Rektor juga menekankan bahwa setiap tindakan medis merupakan amanah yang harus dipertanggungjawabkan tidak hanya kepada manusia tetapi juga kepada Allah SWT. “Setiap pasien yang Saudara tangani adalah amanah, setiap keputusan adalah pertanggungjawaban, tidak hanya di hadapan manusia tetapi juga di hadapan Allah Subhanahu wa Ta’ala,” tambahnya.

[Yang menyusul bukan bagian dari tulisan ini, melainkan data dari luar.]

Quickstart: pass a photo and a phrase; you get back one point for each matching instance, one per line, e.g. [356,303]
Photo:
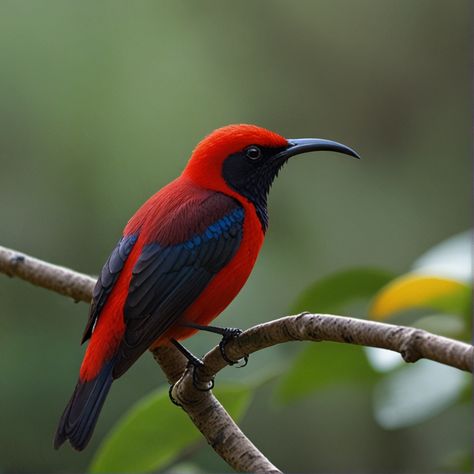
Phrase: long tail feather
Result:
[81,413]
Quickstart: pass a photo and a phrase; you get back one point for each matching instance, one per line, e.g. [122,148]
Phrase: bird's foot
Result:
[227,335]
[196,365]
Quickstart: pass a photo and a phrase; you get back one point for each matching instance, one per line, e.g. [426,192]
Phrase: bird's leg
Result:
[196,364]
[227,335]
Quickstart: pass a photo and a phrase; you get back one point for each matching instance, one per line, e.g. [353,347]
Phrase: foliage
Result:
[132,444]
[403,395]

Lebih lanjut, ia berpesan agar para dokter baru senantiasa menjaga nilai-nilai keislaman dalam praktik kedokteran. “Jadilah dokter yang tidak hanya kompeten secara keilmuan tetapi juga memiliki empati, kepedulian, dan keikhlasan. Dokter yang hadir bukan hanya untuk mengobati penyakit tetapi juga memberi harapan, menenangkan hati, dan menguatkan jiwa pasien,” tuturnya
Pengukuhan Identitas Profesional
Sementara itu, Ketua Badan Pengurus Yayasan Unisba Prof. Dr. K.H. Miftah Faridl menekankan pentingnya nilai spiritual dalam menjalankan profesi dokter, khususnya sebagai dokter muslim. Ia mengingatkan bahwa keberhasilan tidak hanya ditentukan oleh kompetensi tetapi juga oleh kekuatan iman dan akhlak.